An Actuary is a business professional who deals with the financial impact of risk and uncertainty.
An actuary is a business professional who deals with the financial impact of risk and uncertainty.
An actuary uses his analytical skills to dissect the past and accordingly model the future after assessing the risks involved. An important part of an actuary's role is to clearly communicate the financial implications of the results. His mathematical expertise, statistical knowledge. economic and financial analyses and problem solving skills are indispensable to insurers to help evaluate the long-term financial implications of their decisions which could impact individuals as well as the wider community.
Role of an actuary
Insurance
Traditional employment for actuaries includes the ratemaking aspect of insurance. Ratemaking is the process by which actuaries statistically determine the likelihood (frequency) and size (severity) of losses by their company's policyholders and determine rates that will earn the insurance company enough money to pay future claims and make a profit.

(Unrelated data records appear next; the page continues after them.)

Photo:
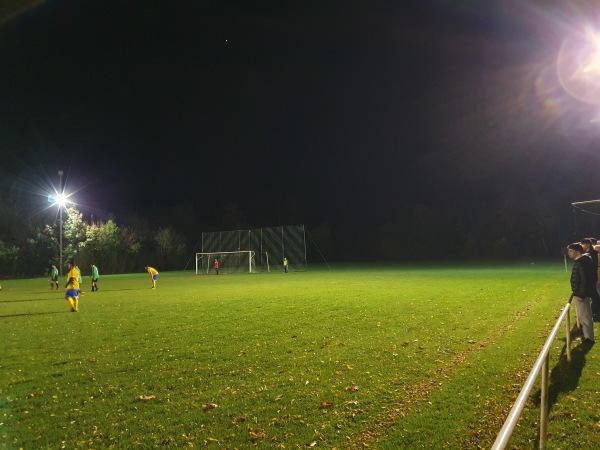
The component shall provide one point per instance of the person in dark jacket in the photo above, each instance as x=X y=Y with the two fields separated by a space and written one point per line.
x=582 y=285
x=588 y=247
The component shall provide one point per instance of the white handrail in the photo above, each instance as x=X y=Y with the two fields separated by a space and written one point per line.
x=511 y=421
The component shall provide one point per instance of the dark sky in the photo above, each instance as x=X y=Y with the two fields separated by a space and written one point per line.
x=297 y=112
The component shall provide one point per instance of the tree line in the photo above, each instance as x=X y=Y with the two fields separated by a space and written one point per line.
x=29 y=248
x=506 y=230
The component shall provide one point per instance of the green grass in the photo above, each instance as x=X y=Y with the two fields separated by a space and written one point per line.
x=380 y=357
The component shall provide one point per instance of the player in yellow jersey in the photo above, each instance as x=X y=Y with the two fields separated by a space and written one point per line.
x=72 y=287
x=153 y=275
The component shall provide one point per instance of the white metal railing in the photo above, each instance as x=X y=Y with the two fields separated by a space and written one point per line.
x=541 y=365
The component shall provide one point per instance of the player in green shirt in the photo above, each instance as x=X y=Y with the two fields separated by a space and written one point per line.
x=95 y=276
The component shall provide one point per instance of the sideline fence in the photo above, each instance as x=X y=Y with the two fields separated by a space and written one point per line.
x=541 y=365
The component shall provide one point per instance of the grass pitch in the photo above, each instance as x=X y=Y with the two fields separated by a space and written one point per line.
x=381 y=357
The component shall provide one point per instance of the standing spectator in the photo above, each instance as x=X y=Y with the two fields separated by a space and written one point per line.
x=95 y=276
x=153 y=275
x=582 y=285
x=72 y=287
x=590 y=247
x=54 y=277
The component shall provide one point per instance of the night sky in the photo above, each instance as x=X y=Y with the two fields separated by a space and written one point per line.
x=340 y=112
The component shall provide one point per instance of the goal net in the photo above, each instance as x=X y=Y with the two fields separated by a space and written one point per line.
x=269 y=246
x=228 y=262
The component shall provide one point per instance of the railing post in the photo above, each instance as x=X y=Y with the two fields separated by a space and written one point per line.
x=568 y=333
x=544 y=405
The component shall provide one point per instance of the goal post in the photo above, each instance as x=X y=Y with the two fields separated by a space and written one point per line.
x=274 y=243
x=229 y=262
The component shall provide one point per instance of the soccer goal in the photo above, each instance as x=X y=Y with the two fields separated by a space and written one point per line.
x=228 y=262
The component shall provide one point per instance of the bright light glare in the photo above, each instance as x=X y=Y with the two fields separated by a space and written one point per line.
x=61 y=200
x=578 y=66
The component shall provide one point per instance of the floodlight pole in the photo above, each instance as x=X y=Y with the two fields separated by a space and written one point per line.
x=60 y=190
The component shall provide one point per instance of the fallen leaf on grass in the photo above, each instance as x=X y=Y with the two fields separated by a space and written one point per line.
x=258 y=435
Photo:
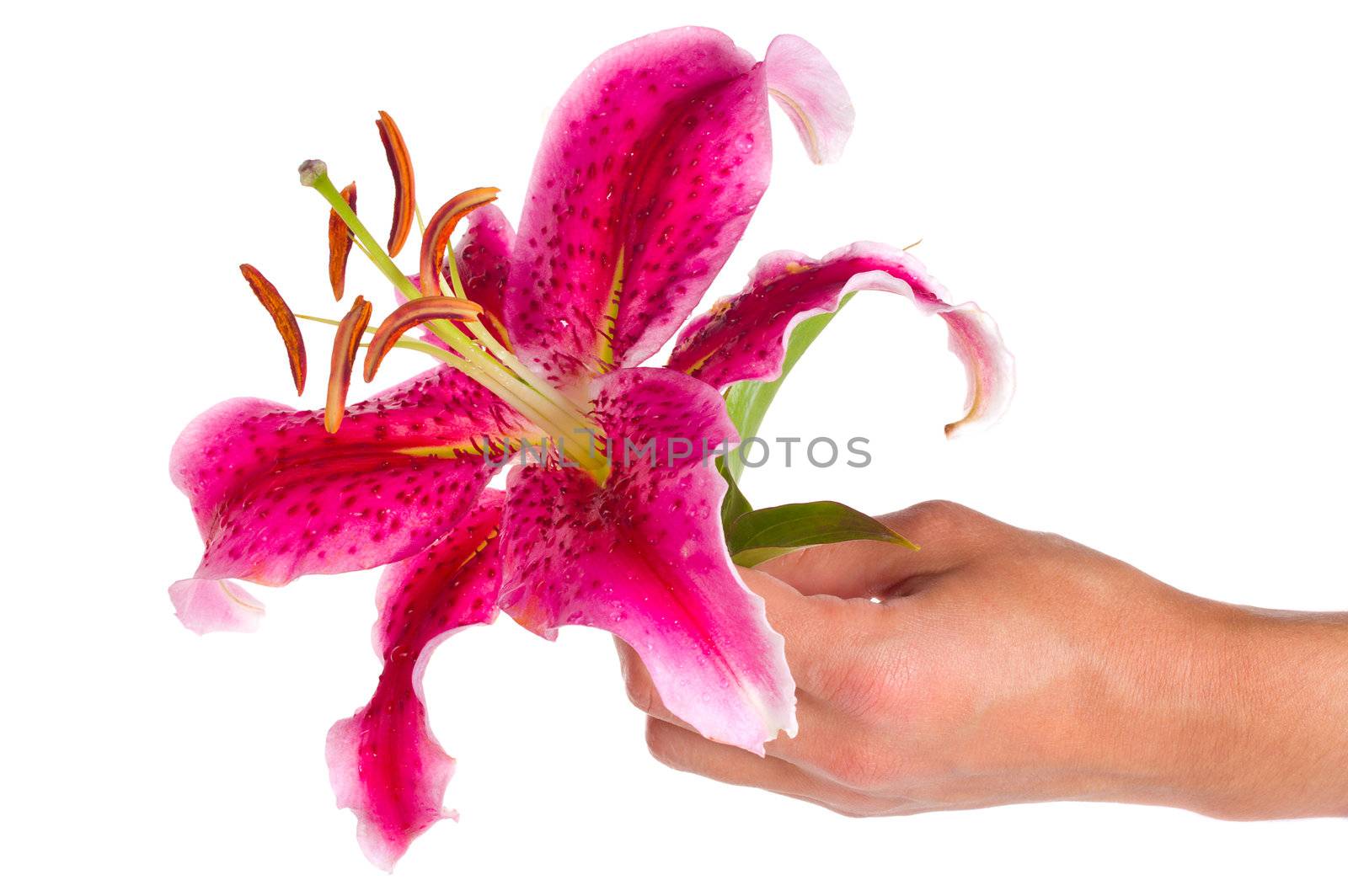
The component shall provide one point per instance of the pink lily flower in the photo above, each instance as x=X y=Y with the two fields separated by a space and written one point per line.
x=650 y=170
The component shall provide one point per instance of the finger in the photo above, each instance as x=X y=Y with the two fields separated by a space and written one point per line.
x=687 y=752
x=944 y=531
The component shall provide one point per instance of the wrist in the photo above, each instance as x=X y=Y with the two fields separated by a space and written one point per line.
x=1247 y=713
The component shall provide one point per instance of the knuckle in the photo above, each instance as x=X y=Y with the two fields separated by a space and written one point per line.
x=867 y=680
x=660 y=743
x=940 y=514
x=640 y=693
x=859 y=768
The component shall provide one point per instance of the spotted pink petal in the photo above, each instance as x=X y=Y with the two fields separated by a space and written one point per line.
x=276 y=496
x=384 y=763
x=215 y=605
x=743 y=337
x=650 y=168
x=483 y=256
x=644 y=558
x=812 y=94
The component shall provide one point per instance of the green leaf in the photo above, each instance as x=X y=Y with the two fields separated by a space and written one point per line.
x=735 y=504
x=747 y=402
x=761 y=536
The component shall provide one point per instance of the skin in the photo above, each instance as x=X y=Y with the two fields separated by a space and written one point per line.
x=1004 y=666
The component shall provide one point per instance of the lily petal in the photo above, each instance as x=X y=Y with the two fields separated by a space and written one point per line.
x=384 y=763
x=276 y=496
x=483 y=256
x=215 y=605
x=743 y=337
x=644 y=557
x=812 y=94
x=650 y=170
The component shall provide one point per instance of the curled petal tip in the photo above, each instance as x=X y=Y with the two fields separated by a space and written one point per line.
x=215 y=605
x=310 y=170
x=285 y=321
x=812 y=94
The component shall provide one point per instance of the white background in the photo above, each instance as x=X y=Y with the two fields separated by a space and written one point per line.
x=1149 y=199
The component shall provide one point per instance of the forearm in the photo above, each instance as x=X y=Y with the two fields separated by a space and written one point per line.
x=1253 y=721
x=1286 y=734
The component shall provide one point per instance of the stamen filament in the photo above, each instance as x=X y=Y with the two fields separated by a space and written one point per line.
x=503 y=375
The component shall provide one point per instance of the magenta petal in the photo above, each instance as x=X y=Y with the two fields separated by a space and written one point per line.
x=483 y=256
x=812 y=94
x=384 y=763
x=654 y=161
x=215 y=605
x=644 y=558
x=743 y=337
x=276 y=496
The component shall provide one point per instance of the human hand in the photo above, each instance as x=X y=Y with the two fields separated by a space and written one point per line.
x=1004 y=666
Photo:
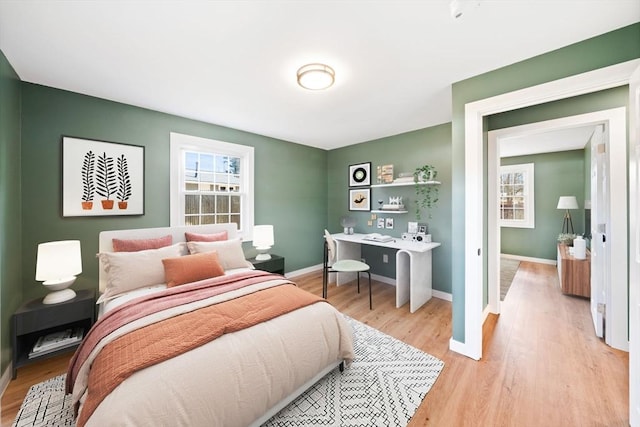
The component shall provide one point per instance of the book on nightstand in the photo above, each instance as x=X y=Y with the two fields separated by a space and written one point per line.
x=56 y=341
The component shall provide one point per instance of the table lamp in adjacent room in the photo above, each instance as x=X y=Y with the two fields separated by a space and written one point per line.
x=263 y=240
x=566 y=203
x=57 y=265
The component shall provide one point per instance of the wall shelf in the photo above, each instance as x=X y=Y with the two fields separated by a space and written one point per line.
x=404 y=184
x=388 y=211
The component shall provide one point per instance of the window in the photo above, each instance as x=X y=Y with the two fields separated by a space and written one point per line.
x=211 y=182
x=516 y=196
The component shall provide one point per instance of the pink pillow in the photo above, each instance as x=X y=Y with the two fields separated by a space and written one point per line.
x=120 y=245
x=215 y=237
x=191 y=268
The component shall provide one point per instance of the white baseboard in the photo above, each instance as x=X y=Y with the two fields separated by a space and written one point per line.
x=302 y=271
x=460 y=347
x=485 y=313
x=530 y=259
x=442 y=295
x=388 y=280
x=6 y=378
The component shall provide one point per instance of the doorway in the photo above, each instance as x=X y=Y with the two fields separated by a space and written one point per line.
x=614 y=296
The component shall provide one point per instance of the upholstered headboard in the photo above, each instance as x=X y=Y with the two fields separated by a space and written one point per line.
x=105 y=242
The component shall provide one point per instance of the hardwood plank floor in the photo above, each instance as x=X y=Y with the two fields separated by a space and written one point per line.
x=542 y=364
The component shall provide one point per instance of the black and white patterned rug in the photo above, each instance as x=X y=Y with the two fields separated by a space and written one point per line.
x=384 y=386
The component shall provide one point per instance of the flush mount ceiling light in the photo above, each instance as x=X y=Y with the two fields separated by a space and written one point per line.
x=316 y=76
x=458 y=7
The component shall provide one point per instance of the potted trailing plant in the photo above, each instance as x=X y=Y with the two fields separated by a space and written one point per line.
x=88 y=187
x=105 y=180
x=124 y=182
x=566 y=238
x=427 y=194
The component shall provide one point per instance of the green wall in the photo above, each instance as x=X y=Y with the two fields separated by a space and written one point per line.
x=611 y=48
x=405 y=152
x=290 y=179
x=10 y=218
x=556 y=174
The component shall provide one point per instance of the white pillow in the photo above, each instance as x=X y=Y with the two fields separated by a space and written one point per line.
x=127 y=271
x=230 y=253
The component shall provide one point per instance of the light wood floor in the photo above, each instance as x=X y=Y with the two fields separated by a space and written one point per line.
x=542 y=365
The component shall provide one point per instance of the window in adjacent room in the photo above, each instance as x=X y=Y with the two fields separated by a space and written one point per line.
x=516 y=196
x=211 y=182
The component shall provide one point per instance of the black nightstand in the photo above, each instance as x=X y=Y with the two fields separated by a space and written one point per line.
x=273 y=265
x=35 y=319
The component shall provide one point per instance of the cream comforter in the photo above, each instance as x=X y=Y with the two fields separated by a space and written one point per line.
x=231 y=381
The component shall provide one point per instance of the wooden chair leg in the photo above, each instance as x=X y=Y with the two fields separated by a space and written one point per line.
x=370 y=301
x=325 y=279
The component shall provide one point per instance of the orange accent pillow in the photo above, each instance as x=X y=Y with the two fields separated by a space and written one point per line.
x=135 y=245
x=191 y=268
x=214 y=237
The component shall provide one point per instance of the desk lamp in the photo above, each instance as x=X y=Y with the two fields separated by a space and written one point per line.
x=263 y=240
x=57 y=265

Actuaries are entrusted with calculating the reserves or the appropriate money an insurance company should set aside to meet its policyholder obligations. In forecasting the cash flows, an actuary enables the insurance company to maintain the right balance between fulfilling its obligations to the policyholders as well as achieving its desired level of profitability
In most countries, an independent regulator regulates the insurance industry. Actuaries who work for the regulator's office provide oversight of the insurance industry by reviewing proposed rates, solvency and reserves for insurance companies to ensure that interests of policyholders are protected.
General Insurance Companies offer a wide variety of contracts such as Marine. Fire and miscellaneous insurance. Actuarial expertise is used across an array of roles such as designing and pricing of a product, financial reporting and corporate planning.
Healthcare
Actuaries are playing an important role in design of Health Insurance Products. In developing markets,.few people have health insurance and the potential target market is vast. The provision, administration and finding for healthcare is relatively complex
Retirement Benefit Schemes
Employers provide benefits like Pensions, Gratuity. Stock Options, Long-term Incentives and Compensated Absences. These benefits depend on uncertain events like mortality, attrition rates, salary increases and asset yields. Actuaries make predictions about when workers are likely to retire or leave their jobs, salary increases, investment earnings, inflation and other factors in order to determine the value of benefits an employer should provide in books of account
Actuaries advise on funding levels, asset-liability management, member communication and statutory compliance of retirement benefits funds.
Reinsurance
Reinsurance is insurance for an insurance company. Actuaries in reinsurance perform similar ratemaking and reserving functions, but these are wider in scope and coverage. An important role is played by actuaries in the acceptance of large and unusual risks.
Risk Management
Although less traditional than ratemaking or reserving, many actuaries work in insurance in a risk management role. In these types of roles, an actuary gauges the risks of his organization and works to limit the downside involved in these risks while maximizing the potential for profit The main concern of a risk management actuary is the solvency of his company.
The role of an actuary also extends to areas of product design, investments and asset-liability modeling.